Tips for brushing your cat’s teeth:
It can be done! If you have a kitten, we’d recommend following the steps for puppies outlined above. Take it slowly and do not force them into anything. Reward it well, and you might just be able to do more than you think. Check out this great post by Dr. Karen Becker, DVM on how to brush a cat’s teeth. Note: some cats who won’t allow brushing (like our Otis) might very well be willing to just bite down on the bristles of a toothbrush with kitty toothpaste pushed into the bristles. We let Otis chew on the brush facing up, and then facing down.
Plaque Off – We like supplements like Plaque Off which use a species of kelp that has been proven with clinical trials to reduce plaque in the mouth. When ingested each day, it changes the saliva a little bit to make food less likely to adhere to teeth (it interrupts the biofilm). Within 2 weeks we see better breath and within 6-8 weeks we often see noticeable changes in the amount of visible plaque on the teeth. They have a human version as well, which Mike and I both use – we definitely had measurable results at the dentist after 6 months of being on it. It’s pretty economical as well, the smaller 60g size sells at our store for $23.99, and lasts a cat or small dog over a year. The only animals (or people) that shouldn’t be on it have hyperthyroid disease, as kelp naturally contains some iodine, which can stimulate the thyroid. If it’s already over stimulated, it’s not advised to eat foods high in iodine. Otherwise, sea vegetables have nice nutritional benefits for healthy animals and people.
Petzlife – a gel or spray that can be applied topically to reduce tartar build-up. We think it works but haven’t had too much luck with palatability, as they’re all pretty minty, but they’re worth trying.

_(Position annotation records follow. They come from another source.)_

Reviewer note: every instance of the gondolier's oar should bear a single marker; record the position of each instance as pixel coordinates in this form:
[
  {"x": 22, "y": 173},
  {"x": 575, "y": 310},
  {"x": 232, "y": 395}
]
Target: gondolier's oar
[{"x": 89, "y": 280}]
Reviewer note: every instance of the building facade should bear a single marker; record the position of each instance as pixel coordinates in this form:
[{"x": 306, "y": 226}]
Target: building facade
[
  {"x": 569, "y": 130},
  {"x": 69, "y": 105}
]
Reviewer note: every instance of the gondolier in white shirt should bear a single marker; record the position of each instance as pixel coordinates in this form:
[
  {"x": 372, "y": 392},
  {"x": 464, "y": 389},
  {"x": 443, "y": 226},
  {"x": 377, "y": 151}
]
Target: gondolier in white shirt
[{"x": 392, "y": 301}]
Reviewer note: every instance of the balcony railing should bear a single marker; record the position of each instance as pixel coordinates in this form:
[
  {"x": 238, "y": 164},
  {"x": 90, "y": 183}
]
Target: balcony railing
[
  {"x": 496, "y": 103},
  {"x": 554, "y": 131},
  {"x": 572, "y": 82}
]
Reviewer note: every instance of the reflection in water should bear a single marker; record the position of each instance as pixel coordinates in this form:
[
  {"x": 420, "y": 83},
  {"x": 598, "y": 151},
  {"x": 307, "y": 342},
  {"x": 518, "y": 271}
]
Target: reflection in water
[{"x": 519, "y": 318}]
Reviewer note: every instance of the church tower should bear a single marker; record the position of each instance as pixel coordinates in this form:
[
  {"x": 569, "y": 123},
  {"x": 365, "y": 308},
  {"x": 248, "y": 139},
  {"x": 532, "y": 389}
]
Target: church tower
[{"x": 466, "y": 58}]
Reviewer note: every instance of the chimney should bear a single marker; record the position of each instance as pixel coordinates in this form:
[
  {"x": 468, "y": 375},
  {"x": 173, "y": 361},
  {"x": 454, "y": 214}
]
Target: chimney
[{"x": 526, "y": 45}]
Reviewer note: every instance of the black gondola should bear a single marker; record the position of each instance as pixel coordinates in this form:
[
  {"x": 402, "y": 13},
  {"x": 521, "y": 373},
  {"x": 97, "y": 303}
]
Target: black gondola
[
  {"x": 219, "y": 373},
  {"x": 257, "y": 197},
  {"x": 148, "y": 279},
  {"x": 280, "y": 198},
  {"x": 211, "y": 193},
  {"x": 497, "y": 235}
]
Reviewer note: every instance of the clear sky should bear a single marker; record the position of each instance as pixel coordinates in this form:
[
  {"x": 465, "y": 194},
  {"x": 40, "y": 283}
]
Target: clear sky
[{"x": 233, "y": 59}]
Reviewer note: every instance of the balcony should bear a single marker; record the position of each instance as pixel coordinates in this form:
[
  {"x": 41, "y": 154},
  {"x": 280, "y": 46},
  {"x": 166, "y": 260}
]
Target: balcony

DentaTreat from Wysong – a cheesy powder that pets generally looove the taste of has lots of digestive enzymes and probiotics that help with bacteria in the mouth, and apparently some cheeses have unique properties that help to prevent tooth decay. Check out the link at the bottom of that page that says “product monographs” for an excellent description of how diets and tooth decay are intertwined, as well as a good description of each component of DentaTreat. Makes a good food topper for picky animals and makes a really nice “toothpaste” – dip your brush into the powder and use it to brush the teeth. Yummy!
Remember, visiting the vet for preventative care, including occasional dentals to check for damage and clean below the gum line are important, but if the dog’s nutrition is solid, they’re chewing a lot, and their teeth are getting brushed, you can avoid a lot of extractions and the expense of frequent surgical cleanings and treatments. And it’s not that hard!